JAKARTA – Presiden Partai Buruh Said Iqbal mengungkapkan pembaharuan Peraturan Komisi Pemilihan Umum (PKPU) Nomor 8 Tahun 2024 tentang Pencalonan Gubernur lalu Wakil Gubernur, Kepala Kabupaten serta Wakil Bupati, Wali Perkotaan lalu Wakil Wali Daerah Perkotaan akan diundangkan Hari Minggu (25/8/2024) sore. Dia menegaskan, PKPU baru itu akan merujuk pada putusan Mahkamah Konstitusi (MK) Nomor 60/PUU-XXII/2024 juga 70/PUU-XXII/2024.
Hal itu dikatakan Said ketika elemen Partai Buruh melakukan aksi demontrasi di tempat depan Kantor KPU, DKI Jakarta Pusat. Dia ketika itu diberikan kesempatan masuk ke di Kantor KPU serta bertemu dengan Ketua KPU Mochammad Afifuddin.
“Diusahakan ini sekarang merekan KPU RI akan rapat pleno diusahakan sore hari sudah ada dapat diundang-undangkan dengan demikian kita harapkan sore hari. Cuma tidaklah dijelaskan jam berapa, ya sore hari nanti kawan-kawan media bisa saja menanti konferensi pers KPU RI,” ujar Said untuk wartawan.
Dalam PKPU baru itu, Said menegaskan kalau Pasal 11 sudah memuat aturan sesuai putusan MK. Persentase partai kebijakan pemerintah untuk mencalonkan kepala tempat disesuaikan dengan jumlah keseluruhan Daftar Pemilih Tetap (DPT).
“Pasal 11 PKPU yang tersebut baru itu telah memuat utuh putusan MK 60 tentang ambang batas yang digunakan 6,5 persen, 7,5 persen 8,5 persen serta 10 persen dari DPT dari masing-masing area provinsi maupun kabupaten Kkota,” tuturnya.
Sama halnya dengan Pasal 15 di dalam PKPU yang mana merujuk pada putusan MK tidak dari Mahkamah Agung (MA) perihal ketentuan usia minimal calon kepala daerah.
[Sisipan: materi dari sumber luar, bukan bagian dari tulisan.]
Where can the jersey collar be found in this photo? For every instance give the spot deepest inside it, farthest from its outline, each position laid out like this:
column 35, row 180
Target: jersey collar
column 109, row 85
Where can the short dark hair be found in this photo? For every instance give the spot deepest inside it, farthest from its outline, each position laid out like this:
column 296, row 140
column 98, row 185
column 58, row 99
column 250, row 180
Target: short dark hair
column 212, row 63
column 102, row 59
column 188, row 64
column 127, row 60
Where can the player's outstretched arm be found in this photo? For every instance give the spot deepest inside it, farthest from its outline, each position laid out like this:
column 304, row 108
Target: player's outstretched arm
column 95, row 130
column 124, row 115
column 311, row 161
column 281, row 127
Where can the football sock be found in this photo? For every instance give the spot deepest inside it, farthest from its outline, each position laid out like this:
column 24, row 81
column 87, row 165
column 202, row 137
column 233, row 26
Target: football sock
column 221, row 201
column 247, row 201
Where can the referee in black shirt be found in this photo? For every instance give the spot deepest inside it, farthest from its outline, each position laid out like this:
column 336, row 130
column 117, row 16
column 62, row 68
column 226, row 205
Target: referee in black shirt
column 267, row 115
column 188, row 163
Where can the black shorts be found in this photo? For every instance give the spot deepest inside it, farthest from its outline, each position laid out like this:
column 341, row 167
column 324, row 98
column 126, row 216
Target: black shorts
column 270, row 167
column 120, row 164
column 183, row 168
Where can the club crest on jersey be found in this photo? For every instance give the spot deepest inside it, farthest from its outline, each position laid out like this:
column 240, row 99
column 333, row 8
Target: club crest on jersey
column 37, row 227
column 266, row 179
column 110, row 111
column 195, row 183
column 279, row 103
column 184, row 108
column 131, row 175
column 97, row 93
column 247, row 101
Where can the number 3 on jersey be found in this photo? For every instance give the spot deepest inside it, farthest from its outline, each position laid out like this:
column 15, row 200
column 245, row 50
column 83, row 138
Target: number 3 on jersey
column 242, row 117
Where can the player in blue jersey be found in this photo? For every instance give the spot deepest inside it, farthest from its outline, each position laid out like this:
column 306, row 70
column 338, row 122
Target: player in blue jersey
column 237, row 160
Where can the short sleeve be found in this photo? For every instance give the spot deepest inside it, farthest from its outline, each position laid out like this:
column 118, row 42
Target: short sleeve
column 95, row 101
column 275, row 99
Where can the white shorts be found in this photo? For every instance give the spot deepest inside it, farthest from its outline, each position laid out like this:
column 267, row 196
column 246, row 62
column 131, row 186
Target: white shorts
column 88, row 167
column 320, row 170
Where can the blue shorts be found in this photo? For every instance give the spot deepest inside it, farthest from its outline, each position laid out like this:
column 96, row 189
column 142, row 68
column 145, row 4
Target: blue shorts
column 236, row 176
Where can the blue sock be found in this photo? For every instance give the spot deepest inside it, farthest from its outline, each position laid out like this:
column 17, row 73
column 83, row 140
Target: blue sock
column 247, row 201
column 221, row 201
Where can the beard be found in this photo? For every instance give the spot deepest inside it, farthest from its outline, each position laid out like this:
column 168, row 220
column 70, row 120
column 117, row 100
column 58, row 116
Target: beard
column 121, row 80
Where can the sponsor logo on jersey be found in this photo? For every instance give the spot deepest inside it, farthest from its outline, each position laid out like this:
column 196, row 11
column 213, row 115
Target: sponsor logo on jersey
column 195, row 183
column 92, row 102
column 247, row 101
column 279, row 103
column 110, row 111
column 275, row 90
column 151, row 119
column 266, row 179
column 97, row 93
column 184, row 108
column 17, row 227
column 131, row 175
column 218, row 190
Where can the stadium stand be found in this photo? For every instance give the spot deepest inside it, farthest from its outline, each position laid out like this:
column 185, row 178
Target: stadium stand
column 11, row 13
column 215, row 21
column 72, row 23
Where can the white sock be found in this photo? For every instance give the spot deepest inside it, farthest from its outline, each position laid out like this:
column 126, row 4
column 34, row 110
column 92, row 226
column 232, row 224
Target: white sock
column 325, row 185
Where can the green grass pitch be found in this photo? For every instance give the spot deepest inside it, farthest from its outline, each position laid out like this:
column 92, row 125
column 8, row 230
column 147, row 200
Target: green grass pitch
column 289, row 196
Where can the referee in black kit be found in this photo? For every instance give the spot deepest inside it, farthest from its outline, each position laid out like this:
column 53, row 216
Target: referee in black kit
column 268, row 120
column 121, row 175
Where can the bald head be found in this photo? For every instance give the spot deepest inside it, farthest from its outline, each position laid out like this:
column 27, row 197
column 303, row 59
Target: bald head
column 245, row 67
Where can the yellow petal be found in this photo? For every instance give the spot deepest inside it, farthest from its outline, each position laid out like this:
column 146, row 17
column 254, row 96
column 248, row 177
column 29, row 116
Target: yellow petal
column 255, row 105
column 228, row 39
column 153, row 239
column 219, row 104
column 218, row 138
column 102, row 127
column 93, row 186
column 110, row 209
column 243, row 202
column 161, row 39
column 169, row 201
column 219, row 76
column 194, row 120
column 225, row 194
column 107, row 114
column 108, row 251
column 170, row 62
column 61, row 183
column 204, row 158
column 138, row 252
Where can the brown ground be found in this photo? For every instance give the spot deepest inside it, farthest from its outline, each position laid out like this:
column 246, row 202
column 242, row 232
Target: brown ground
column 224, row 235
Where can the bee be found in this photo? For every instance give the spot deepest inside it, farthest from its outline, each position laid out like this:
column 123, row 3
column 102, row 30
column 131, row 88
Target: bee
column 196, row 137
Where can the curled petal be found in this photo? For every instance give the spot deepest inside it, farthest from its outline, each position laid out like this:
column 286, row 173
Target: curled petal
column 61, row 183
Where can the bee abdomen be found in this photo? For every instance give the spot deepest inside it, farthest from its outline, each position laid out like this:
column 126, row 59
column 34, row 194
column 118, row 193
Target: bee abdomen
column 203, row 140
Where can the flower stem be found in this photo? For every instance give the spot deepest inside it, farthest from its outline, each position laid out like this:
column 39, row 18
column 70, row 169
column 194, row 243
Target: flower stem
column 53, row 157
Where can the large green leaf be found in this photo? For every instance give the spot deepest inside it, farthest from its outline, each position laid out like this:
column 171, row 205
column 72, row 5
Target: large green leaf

Putusan MK menegaskan aturan usia calon kepala area tingkat provinsi harus 30 tahun sedangkan untuk tingkat kabupaten / kota berusia 25 tahun dihitung sejak waktu penetapan.
“Jadi tidak yang mana dipakai kebijakan MA, yang dikatakan ketika pelantikan tidak, bukanlah juga pada ketika pendaftaran tidak, tapi umur 30 tahun untuk Cagub lalu Cawagub umur 25 tahun untuk cabup atau Cawalkot dan juga Wakilnya adalah pada waktu penetapan pasangan calon itu dituangkan di area pasal 15 telah ada paraf dari para pihak DPR RI, KPU RI, juga pemerintah,” ujarnya.
Artinya apabila merujuk pada putusan MK putra Presiden Joko Widodo (Jokowi), Kaesang Pangarep gagal progresif Pilgub Jawa Tengah (Jateng). Sebab, usia Kaesang masih 29 tahun pada waktu penetapan calon kepala area yang mana akan dijalankan pada 25 September 2024.